With the recent passage of the Investment and Securities Act 2025 (ISA 2025), this overlap has been clarified. This article aims to explain in simple terms which regulator oversees what, especially concerning publicly quoted and private companies, and how sector-specific regulators fit into the picture.
The Confusion: Dual Oversight
Prior to 2018, the SEC was the sole authority overseeing mergers, acquisitions, and takeovers, regardless of whether the companies involved were listed or unlisted. The passage of the FCCPA in 2018 gave the FCCPC the mandate to regulate competition broadly — including corporate mergers, acquisitions, and takeovers — resulting in an overlap.
This raised questions such as:
- Should companies seek approval from both FCCPC and SEC?
- Which regulator has the final say?
Clarifying the Roles: ISA 2025 to the Rescue
The Investment and Securities Act 2025 now clarifies the regulatory demarcation:
- SEC is responsible for mergers, acquisitions, and takeovers involving publicly quoted (listed) companies — that is, companies whose shares are traded on a stock exchange.
- FCCPC oversees such transactions for unquoted (private) companies, ensuring that competition remains fair and consumer interests are protected.
In effect, ISA 2025 aligns with global best practices, creating a more structured and efficient regulatory framework while eliminating duplication of functions.
How It Works in Practice
- If a public company (e.g., listed on the Nigerian Exchange) wants to merge or acquire another company, SEC is the primary regulator. However, if the transaction affects market competition significantly, FCCPC clearance may also be required under the FCCPA.
- If a private/unlisted company is involved in a merger or acquisition, the FCCPC is the main regulator, although SEC may step in if the transaction involves securities or investment implications.
In both cases, sector-specific regulators (e.g., the Central Bank of Nigeria for banks, NCC for telecoms, NAICOM for insurance) must also be consulted. These regulators ensure compliance with industry-specific rules.
Key Takeaways
- SEC regulates M&A for publicly quoted companies.
- FCCPC regulates M&A for private (unquoted) companies.
- Some transactions may require dual approval if they affect competition and involve securities.

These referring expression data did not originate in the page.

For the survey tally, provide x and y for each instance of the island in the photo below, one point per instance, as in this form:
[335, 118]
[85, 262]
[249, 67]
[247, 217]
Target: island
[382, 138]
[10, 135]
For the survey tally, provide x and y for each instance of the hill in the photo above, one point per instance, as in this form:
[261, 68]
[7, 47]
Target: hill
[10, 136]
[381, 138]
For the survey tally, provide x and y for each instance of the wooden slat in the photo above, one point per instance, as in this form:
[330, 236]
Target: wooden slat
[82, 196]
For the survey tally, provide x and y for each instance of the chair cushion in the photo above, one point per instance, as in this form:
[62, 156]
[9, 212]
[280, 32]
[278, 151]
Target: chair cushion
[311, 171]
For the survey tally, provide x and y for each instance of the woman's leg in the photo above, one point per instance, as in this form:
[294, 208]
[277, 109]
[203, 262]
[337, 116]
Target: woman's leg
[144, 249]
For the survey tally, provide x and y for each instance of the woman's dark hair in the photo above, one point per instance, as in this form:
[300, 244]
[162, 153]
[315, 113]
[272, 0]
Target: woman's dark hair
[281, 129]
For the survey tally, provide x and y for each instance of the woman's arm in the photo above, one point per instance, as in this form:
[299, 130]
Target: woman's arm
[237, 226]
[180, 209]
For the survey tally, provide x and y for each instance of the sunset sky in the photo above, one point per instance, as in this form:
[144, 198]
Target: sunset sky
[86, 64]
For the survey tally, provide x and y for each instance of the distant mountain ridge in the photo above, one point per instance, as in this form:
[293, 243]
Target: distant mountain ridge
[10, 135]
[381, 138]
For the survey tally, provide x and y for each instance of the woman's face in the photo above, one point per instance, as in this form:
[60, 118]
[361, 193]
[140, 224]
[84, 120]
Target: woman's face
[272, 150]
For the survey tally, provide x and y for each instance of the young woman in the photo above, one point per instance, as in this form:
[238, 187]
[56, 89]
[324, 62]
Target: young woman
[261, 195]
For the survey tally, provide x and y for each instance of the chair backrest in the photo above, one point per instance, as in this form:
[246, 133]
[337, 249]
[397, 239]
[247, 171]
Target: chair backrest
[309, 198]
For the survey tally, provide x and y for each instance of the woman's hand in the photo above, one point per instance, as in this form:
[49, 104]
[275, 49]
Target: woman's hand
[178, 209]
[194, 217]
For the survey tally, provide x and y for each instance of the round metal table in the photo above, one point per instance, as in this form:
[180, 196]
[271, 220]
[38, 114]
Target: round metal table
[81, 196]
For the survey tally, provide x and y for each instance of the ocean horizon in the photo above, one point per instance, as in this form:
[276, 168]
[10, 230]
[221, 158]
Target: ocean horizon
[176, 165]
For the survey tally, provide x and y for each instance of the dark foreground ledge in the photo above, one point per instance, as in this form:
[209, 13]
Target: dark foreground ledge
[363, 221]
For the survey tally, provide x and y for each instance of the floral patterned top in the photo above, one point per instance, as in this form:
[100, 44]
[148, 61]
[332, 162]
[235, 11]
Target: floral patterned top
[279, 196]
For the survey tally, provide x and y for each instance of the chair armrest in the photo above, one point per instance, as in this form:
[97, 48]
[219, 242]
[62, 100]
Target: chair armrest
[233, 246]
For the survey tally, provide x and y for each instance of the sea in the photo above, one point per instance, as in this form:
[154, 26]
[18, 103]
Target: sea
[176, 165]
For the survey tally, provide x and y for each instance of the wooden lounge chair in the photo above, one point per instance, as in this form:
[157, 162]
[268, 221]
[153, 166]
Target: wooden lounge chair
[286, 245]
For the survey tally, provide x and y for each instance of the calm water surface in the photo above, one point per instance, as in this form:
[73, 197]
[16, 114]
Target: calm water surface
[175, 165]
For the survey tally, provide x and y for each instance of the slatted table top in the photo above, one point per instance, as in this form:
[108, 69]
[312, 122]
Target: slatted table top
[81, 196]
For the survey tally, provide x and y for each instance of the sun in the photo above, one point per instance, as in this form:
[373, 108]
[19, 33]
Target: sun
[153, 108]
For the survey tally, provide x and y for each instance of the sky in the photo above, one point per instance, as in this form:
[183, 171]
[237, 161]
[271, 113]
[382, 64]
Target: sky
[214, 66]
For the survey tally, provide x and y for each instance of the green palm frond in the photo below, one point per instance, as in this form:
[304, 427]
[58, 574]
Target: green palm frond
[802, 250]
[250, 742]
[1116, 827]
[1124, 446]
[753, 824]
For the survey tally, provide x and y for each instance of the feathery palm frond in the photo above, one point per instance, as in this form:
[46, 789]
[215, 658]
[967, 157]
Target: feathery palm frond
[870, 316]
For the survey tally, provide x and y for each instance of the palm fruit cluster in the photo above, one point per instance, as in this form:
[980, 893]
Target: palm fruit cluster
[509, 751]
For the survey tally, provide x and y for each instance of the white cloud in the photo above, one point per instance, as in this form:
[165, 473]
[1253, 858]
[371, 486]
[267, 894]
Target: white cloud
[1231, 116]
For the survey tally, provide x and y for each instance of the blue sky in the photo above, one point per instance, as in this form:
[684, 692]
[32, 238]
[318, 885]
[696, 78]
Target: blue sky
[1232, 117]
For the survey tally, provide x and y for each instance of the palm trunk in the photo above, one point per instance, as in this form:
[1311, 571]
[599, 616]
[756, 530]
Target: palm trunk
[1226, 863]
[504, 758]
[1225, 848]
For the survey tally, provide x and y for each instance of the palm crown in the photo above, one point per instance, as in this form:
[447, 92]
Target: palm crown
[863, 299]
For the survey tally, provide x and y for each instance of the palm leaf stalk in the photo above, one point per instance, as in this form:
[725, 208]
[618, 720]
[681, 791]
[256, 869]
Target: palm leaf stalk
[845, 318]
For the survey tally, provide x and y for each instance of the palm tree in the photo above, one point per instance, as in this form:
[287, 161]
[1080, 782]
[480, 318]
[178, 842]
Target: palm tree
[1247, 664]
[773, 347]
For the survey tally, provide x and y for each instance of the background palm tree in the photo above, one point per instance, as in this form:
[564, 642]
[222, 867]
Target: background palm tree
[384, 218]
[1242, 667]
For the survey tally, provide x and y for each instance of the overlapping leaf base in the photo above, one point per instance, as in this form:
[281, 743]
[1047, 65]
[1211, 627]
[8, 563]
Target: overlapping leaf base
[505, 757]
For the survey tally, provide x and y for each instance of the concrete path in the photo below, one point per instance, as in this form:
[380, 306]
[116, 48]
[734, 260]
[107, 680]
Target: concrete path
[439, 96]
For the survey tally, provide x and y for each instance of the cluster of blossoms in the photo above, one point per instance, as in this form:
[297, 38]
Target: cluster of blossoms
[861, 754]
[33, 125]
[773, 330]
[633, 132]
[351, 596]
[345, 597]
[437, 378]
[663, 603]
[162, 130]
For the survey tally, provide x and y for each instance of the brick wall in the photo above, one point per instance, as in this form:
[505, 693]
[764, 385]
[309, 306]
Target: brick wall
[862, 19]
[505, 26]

- Sector-specific regulators also play a key role and must not be overlooked.
Conclusion
The regulatory landscape for mergers, acquisitions, and takeovers in Nigeria is now more defined than ever. With ISA 2025 aligning the roles of SEC and FCCPC, companies can better navigate the process, reduce regulatory delays, and ensure compliance. Businesses and investors must remain vigilant and consult the appropriate regulators — including industry-specific ones — to ensure smooth and lawful transactions.